According to Fox Sports' Ken Rosenthal, Major League Baseball will be proactive in making adjustments to the new rules involving collisions at home plate as well as transfer rules on defense. Both have been the source of controversy early in the season as players and umpires struggle to figure out where a catcher needs to be on plays at home and what exactly constitutes a clean catch.
In particular, the rule on when a catch is a catch and when the player loses the handle on the transfer has shown up repeatedly. In fact, the challenging and overruling of a clean catch even played a key role in setting up Giancarlo Stanton’s walk-off grand slam on Friday night.
As Yahoo’s Tim Brown recently pointed out, the rule has become complicated enough that defining a catch in baseball has become as difficult as defining a catch in football. When it reaches that point, it’s time for some reevaluation, which according to Rosenthal should include a return to a more common-sense approach to what constitutes a catch instead of looking for reasons to not rule it a catch.
Here’s more from Rosenthal‘s report:
Both sides agreed that certain plays are being called incorrectly, and MLB officials will seek to clarify what constitutes a catch in a conference call with members of the umpires union early next week, sources said.

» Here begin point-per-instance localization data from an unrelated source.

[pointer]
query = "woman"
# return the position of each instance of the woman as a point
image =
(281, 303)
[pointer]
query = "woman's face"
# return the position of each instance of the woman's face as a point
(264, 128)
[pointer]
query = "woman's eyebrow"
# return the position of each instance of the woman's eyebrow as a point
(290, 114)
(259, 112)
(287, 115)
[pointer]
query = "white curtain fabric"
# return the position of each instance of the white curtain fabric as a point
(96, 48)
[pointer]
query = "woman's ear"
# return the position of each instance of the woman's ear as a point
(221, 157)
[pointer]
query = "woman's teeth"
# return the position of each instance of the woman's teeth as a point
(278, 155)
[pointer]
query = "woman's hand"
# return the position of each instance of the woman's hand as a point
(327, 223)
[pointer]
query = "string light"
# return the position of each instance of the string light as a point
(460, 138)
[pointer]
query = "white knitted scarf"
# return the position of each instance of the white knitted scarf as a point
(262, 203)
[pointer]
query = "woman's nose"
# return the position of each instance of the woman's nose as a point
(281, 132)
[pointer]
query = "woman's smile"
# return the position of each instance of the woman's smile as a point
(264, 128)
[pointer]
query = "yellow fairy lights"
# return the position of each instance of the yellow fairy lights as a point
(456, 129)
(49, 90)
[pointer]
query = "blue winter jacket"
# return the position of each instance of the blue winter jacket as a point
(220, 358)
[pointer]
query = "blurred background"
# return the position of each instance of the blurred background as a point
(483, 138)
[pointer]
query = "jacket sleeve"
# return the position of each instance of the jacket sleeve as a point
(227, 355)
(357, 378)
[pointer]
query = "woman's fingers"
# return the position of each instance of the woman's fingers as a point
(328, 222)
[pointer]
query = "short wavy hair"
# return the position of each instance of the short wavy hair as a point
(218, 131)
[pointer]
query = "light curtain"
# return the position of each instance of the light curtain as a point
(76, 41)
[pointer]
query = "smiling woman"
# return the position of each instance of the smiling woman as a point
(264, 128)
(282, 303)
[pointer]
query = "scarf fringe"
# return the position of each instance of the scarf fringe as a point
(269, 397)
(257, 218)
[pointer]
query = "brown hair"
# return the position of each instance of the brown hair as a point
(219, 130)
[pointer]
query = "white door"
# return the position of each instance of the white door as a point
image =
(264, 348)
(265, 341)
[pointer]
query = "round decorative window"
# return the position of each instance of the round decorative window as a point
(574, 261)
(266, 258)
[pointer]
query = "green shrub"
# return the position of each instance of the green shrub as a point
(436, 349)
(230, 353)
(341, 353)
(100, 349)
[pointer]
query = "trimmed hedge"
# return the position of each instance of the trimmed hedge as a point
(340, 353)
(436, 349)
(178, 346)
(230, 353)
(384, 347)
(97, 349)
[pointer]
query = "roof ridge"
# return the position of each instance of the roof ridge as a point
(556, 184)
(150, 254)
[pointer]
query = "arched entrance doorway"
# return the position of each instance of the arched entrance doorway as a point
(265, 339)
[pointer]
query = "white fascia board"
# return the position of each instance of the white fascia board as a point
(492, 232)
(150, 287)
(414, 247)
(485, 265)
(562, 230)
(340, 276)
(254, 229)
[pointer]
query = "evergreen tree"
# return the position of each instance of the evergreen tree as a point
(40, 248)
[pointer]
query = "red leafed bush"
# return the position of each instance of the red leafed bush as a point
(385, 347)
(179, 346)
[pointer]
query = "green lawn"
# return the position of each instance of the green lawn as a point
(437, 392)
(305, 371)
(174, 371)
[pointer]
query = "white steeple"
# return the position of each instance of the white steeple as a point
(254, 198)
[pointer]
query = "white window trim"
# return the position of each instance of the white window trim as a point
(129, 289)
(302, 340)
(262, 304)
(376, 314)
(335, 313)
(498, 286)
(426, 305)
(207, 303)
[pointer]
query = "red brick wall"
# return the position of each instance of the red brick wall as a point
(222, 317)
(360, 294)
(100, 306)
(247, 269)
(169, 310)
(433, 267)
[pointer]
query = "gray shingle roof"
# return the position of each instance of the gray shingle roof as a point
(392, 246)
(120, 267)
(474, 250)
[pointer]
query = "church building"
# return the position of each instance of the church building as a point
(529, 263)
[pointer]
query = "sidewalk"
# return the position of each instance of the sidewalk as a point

In the first three weeks of the season, umpires and replay officials occasionally called "no catch" on balls that once were considered outs, ruling that the fielder must transfer the ball to his throwing hand cleanly.
The rulebook states that a player must have "secure possession" of the ball in his glove or hand, but the interpretation of the rule changed to include a clean transfer with the inception of expanded replay.
"To say it has been a hot topic with the players would be an understatement," one union official said.
Transfers and the neighborhood play, which typically involves umpires giving infielders leniency with their footwork around the bases so they don’t have to risk injury, were two plays we knew were going to be interesting to watch under expanded replay. The neighborhood play hasn’t really shown up yet, but transfers have dominated reviews right up there with bang-bang plays at first base.
By seeking a resolution now and perhaps tweaking the rule during the season, MLB will be doing a lot of people a big favor. For the umpires, it means they won’t have to overanalyze every catch. For managers, the same thing, because they’ve been ready to jump on every challenge. And for the players, it’s one less thing for them to think about when turning a double play or coming up firing on a throw from the outfield.
As Rosenthal indicates, it should be a quick and easy fix on transfers. Resetting the perimeters on blocking home plate may be a little more difficult, because there will always be multiple moving parts on those plays. That's probably going to be a situation where only repetition and experience can give us a better indication of what will work, but hats off to MLB for being willing to reexamine so quickly.